Blake Cooper, RHP: Cooper was a 12th round pick by the Diamondbacks from the University of South Carolina in 2010. He was a starting pitcher in college and an effective one, posting a 13-2, 2.76 ERA with a 126/39 K/BB in 137 innings as a senior, but in pro ball he has pitched primarily in relief. He spent parts of three seasons with Visalia in the California League, posting a 3.21 ERA with a 90/33 K/BB in 87 innings, and continued pitching well after moving up to Double-A Mobile (2.45 ERA, 61/32 K/BB in 77 innings). He has struggled with Triple-A Reno (6.00 ERA in 24 innings, 20/17 K/BB).
Cooper is a 5-11, 190 pound right-hander born March 30, 1988. His key pitch is a sinker in the 87-90 MPH range. His college starter background shows in his varied slider, curveball, change-up arsenal, though his small frame moved him to the bullpen in pro ball. Although effective at lower levels, his command hasn't been good enough for him to succeed in Triple-A, granted the sample is fairly small.
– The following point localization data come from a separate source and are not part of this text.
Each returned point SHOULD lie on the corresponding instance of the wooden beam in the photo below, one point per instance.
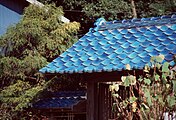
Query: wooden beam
(92, 101)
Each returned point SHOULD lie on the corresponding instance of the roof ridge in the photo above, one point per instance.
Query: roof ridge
(101, 23)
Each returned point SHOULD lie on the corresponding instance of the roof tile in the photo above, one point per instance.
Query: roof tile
(111, 45)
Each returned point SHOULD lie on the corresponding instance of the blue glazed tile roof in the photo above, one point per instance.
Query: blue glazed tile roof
(111, 45)
(63, 99)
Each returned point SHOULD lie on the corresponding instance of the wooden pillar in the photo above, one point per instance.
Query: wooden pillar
(92, 101)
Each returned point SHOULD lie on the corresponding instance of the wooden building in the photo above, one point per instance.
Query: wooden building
(62, 105)
(101, 55)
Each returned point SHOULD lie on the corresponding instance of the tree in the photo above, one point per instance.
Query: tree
(156, 93)
(37, 39)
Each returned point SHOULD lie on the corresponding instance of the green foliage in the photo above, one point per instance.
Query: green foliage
(37, 39)
(155, 92)
(108, 9)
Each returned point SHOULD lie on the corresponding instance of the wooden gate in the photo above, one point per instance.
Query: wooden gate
(105, 101)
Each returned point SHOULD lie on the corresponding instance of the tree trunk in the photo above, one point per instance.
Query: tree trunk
(133, 9)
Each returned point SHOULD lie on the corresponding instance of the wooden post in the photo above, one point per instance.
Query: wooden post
(92, 101)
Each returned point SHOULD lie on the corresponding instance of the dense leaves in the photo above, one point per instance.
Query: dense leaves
(37, 39)
(155, 92)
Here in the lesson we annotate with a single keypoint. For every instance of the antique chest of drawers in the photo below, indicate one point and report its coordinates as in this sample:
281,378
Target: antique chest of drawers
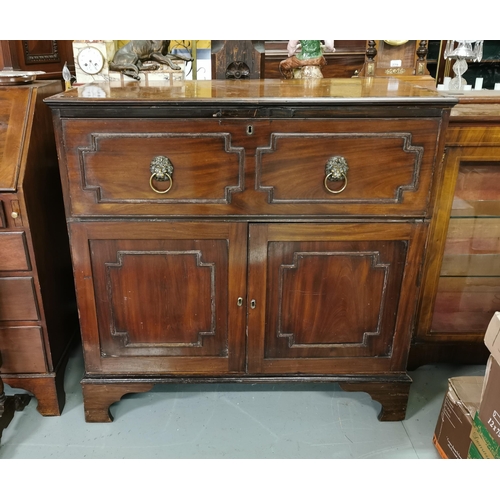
248,231
38,317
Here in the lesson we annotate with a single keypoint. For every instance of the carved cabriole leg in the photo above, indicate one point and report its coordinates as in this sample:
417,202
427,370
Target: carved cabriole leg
49,392
393,396
97,398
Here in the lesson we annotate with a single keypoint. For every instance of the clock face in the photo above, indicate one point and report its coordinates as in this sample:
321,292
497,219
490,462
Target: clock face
90,60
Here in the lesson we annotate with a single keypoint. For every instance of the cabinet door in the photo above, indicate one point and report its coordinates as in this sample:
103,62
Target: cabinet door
332,298
161,297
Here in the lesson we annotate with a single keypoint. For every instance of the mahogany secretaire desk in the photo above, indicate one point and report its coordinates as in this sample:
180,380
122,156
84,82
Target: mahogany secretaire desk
38,317
249,231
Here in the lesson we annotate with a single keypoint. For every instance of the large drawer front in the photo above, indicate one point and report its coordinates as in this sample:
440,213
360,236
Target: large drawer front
22,350
13,252
109,165
250,167
372,168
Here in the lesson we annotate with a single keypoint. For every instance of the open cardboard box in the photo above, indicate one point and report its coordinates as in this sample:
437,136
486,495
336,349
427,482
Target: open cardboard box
489,409
485,432
453,429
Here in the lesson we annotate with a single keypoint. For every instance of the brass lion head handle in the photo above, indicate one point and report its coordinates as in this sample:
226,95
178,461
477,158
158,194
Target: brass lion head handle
336,170
161,169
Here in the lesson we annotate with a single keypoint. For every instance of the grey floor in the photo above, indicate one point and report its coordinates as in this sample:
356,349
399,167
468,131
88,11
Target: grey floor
235,421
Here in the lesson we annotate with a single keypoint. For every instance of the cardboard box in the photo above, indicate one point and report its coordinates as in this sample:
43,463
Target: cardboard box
489,408
483,440
453,429
492,337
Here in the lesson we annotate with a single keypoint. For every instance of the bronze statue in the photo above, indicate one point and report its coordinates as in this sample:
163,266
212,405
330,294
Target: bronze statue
131,57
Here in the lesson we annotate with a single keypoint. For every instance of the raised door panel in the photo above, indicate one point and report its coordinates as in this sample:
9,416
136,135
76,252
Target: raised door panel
334,298
166,297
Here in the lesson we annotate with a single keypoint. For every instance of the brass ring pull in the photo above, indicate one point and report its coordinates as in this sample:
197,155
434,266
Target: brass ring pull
336,170
335,179
161,169
158,191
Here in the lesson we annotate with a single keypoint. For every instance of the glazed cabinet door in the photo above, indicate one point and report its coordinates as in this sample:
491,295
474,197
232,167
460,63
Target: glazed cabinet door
156,296
334,298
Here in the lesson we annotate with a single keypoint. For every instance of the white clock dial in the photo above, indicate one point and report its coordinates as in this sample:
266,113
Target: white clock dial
90,60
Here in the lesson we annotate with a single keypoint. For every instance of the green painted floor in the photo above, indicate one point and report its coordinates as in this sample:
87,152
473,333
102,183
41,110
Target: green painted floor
235,421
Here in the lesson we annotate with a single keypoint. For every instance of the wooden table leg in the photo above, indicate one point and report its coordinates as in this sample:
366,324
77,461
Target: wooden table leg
10,404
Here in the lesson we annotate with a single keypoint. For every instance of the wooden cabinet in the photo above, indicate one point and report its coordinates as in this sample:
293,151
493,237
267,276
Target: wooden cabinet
462,273
252,260
37,301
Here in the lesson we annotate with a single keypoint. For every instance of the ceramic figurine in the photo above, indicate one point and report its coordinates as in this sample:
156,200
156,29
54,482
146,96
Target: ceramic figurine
308,62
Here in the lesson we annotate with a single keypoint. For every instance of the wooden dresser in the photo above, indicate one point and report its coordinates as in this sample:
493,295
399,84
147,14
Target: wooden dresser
38,315
249,231
462,273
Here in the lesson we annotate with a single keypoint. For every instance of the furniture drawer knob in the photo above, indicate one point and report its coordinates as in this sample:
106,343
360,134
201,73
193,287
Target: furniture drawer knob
336,170
161,169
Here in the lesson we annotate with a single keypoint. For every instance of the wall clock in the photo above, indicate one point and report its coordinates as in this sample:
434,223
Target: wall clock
92,59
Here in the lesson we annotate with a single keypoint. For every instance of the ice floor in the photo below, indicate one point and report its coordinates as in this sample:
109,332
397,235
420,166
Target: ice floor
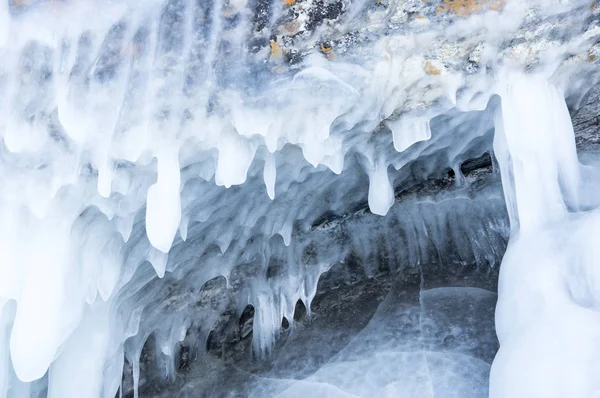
391,337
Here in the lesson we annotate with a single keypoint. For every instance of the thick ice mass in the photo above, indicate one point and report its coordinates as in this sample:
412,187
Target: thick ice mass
154,150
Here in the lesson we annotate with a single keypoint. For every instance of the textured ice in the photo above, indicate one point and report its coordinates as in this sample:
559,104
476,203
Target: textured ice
411,347
148,149
546,319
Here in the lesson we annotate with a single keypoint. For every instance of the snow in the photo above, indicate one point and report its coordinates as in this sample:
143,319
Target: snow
144,151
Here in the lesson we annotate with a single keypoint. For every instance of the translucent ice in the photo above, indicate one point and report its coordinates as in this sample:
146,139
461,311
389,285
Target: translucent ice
546,319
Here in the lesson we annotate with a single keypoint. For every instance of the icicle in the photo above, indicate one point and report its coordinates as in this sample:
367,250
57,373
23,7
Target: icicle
163,209
549,281
269,175
381,192
407,131
536,153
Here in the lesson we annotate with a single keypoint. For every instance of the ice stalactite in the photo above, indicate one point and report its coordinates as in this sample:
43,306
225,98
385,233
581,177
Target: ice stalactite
547,317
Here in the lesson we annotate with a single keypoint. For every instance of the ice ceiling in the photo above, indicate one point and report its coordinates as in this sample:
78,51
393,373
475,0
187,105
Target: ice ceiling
151,146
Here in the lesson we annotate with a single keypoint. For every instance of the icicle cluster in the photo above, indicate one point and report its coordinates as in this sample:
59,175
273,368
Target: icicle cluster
156,139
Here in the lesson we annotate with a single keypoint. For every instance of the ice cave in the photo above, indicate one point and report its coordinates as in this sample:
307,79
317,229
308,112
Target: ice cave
299,198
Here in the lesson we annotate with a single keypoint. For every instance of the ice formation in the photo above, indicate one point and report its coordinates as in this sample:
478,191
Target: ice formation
150,147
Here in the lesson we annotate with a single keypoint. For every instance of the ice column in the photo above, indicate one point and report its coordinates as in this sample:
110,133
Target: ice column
547,317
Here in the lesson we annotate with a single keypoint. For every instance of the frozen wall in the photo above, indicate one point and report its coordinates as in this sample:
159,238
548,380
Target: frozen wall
144,139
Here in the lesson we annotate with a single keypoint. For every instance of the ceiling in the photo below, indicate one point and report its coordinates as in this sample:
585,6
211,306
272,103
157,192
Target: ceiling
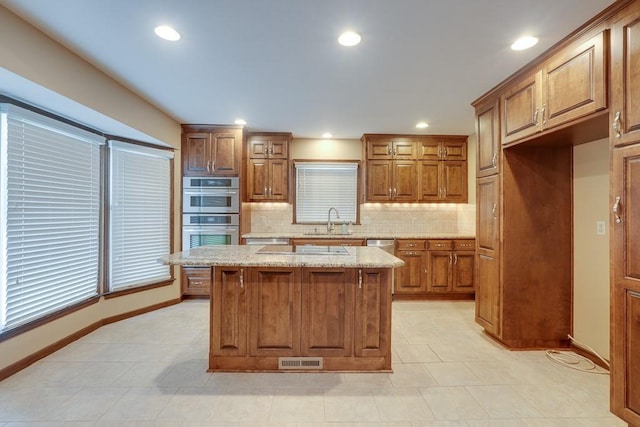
277,63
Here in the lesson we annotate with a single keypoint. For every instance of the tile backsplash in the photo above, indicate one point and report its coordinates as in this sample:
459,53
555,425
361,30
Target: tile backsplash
377,217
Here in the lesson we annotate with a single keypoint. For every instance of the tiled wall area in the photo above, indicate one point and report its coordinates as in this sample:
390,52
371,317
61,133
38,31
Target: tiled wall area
400,218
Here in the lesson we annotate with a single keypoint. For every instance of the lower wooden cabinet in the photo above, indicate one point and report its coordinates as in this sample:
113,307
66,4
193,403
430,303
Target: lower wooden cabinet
196,281
435,268
260,314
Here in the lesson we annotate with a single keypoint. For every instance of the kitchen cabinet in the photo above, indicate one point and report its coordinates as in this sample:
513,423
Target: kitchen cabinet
196,281
228,320
415,168
625,80
488,138
261,314
211,150
411,278
625,282
450,266
570,84
268,167
488,285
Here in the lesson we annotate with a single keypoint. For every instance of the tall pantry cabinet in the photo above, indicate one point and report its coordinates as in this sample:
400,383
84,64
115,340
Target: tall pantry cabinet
625,210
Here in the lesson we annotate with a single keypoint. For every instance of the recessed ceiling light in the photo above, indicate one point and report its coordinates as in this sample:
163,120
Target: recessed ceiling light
167,33
349,38
524,43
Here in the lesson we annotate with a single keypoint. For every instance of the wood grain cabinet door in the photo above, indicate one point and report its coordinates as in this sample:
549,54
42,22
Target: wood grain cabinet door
625,77
229,312
625,295
520,108
488,139
274,322
574,83
372,332
327,311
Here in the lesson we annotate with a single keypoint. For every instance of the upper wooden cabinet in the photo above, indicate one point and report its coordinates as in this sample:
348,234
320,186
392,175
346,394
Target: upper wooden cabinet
625,78
268,166
570,85
415,168
211,150
488,138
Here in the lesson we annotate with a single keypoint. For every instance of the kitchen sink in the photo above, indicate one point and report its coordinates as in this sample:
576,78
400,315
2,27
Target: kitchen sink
303,250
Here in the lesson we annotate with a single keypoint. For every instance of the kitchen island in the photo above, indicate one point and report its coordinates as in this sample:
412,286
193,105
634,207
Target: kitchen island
275,308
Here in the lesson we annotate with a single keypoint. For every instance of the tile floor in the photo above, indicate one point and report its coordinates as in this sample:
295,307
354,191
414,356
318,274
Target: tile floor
151,371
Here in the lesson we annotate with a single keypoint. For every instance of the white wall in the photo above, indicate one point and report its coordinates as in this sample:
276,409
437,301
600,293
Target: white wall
591,251
27,52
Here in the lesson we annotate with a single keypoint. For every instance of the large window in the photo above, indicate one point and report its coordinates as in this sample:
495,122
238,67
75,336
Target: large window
78,217
50,211
323,185
140,199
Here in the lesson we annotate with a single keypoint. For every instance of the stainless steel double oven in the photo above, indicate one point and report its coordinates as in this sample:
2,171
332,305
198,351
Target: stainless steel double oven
210,211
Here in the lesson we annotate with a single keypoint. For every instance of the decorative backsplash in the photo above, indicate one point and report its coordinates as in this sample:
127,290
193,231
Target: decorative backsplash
377,217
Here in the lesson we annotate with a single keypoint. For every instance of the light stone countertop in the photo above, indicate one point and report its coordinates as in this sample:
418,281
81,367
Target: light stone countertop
245,255
355,235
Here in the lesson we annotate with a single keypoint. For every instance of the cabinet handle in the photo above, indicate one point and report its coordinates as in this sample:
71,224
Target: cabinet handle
616,210
616,125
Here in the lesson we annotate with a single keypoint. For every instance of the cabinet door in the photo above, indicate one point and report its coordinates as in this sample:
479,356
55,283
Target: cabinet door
196,280
625,78
487,139
379,180
574,83
372,332
258,179
229,312
625,247
454,181
520,108
226,153
405,177
274,323
463,271
278,179
439,266
197,153
411,277
430,188
327,311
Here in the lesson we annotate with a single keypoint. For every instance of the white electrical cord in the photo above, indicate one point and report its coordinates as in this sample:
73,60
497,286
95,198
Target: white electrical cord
576,361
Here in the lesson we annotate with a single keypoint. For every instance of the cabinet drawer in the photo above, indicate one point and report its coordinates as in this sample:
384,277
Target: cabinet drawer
465,245
440,245
411,245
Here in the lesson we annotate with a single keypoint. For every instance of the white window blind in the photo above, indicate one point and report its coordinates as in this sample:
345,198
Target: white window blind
50,196
139,216
322,185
If he can sharpen his command he has a chance to contribute as a middle reliever.
Brett Jackson, OF: A first round pick in 2009 from the University of California, Jackson was considered to be one of Chicago's top prospects for several years due to his combination of power and speed. However, he's had serious problems with his swing mechanics and resulting inability to make contact, hitting just .175/.303/.342 with 59 strikeouts in 120 major league at-bats. He's also had problems staying healthy and has not played well for Triple-A Iowa the last two years, hitting just .223/.300/.367 in 215 at-bats in 2013 and .210/.300/.352 in 219 at-bats this year.
Jackson is listed at 6-2, 210, a left-handed hitter and right-handed thrower, born August 2, 1988. He is a good defensive outfielder and the physical tools that made him a promising prospect are still there. However, his contact problems showed no signs of improving, ending any future in a Cubs system brimming with hitting talent.
ANALYSIS: Jackson clearly needs a change of scenery and starting over in a new organization is in his best interests. From Chicago's point of view, Cooper might be a workable middle reliever with his sinker, generating a non-zero return for a player that the Cubs had no further use for. For Arizona, Jackson is a lottery ticket but didn't cost much.